Mining financier Frank Giustra has been around the block — 45 years of it, financing mining projects across the globe. And what he sees now is something different. A structural shift, not just a cycle. Copper is heading into a supply crunch just as gold gets revalued as a hedge against sovereign debt and currency debasement.
"Copper is the backbone to almost every electrification industry in the world," Giustra said in an interview. Demand from power grids, electric vehicles, AI data centers, and strategic stockpiling is all hitting at once, and the mining sector can't ramp up fast enough. The result: copper is starting to trade like a scarcity asset, while gold acts less like a commodity and more like a neutral reserve currency in a world drowning in government debt.
Different Signals
Giustra draws a clear line between the two metals. Copper is an industrial barometer — when the economy slows, demand drops. Gold, on the other hand, is "money," he says — a bet against fiat currencies and expanding sovereign debt. He pegs global debt at roughly $350 trillion, leaving governments with few palatable options. Tax hikes and spending cuts are unlikely, so central banks will eventually return to lower rates, quantitative easing, and monetary expansion.

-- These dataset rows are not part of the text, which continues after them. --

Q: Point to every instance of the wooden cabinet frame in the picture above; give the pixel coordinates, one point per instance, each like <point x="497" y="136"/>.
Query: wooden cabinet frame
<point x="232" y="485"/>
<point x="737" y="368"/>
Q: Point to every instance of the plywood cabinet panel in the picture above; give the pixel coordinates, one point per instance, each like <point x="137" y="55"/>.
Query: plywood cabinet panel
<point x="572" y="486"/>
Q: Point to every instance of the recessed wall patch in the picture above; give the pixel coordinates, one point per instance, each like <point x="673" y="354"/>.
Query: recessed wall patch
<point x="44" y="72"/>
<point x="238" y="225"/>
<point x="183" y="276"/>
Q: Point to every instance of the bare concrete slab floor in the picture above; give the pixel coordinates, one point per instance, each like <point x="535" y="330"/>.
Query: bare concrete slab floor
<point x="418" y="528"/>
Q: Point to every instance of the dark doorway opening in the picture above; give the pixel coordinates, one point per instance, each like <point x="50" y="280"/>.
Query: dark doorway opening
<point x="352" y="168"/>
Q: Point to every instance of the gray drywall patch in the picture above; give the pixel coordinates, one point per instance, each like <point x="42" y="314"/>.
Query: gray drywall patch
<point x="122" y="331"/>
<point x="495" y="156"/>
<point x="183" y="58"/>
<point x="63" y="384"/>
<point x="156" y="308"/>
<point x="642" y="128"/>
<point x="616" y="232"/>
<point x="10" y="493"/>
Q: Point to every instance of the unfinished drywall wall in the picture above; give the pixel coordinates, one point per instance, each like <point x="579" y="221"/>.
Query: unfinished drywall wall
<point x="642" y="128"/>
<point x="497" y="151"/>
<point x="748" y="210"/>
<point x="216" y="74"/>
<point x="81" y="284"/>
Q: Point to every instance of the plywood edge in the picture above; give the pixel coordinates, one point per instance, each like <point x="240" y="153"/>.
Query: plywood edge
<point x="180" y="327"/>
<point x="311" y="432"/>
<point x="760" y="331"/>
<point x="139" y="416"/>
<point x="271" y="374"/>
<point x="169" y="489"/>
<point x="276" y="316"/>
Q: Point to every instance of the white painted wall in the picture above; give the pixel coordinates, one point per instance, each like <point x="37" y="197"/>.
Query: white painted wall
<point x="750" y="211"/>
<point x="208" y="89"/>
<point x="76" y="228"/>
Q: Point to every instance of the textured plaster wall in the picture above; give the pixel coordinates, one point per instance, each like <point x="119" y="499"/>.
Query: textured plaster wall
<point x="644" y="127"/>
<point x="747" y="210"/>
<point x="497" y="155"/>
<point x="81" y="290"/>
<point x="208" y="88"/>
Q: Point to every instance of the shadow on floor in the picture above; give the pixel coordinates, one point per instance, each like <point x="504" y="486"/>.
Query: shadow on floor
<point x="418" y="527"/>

"It's the silent tax," Giustra said. "They're going to rob you through inflation."
He also points to de-dollarization. Central banks are rotating out of U.S. dollar assets and into gold, which the Bank for International Settlements now classifies as a tier-one reserve asset, equivalent to Treasuries. The dollar's share of central-bank reserves has slipped from about 70% to 56%, he said, while "68% of the central banks surveyed this year expect that they're going to be buying more gold in 2026 and beyond."
Recent gold weakness? Just "a liquidity event," not a shift in fundamentals. "I started buying gold in 2001 when it was $250 an ounce. I've never sold my gold," Giustra said. "It's going higher. How high and what period of time? No clue. But I think it's going a lot higher."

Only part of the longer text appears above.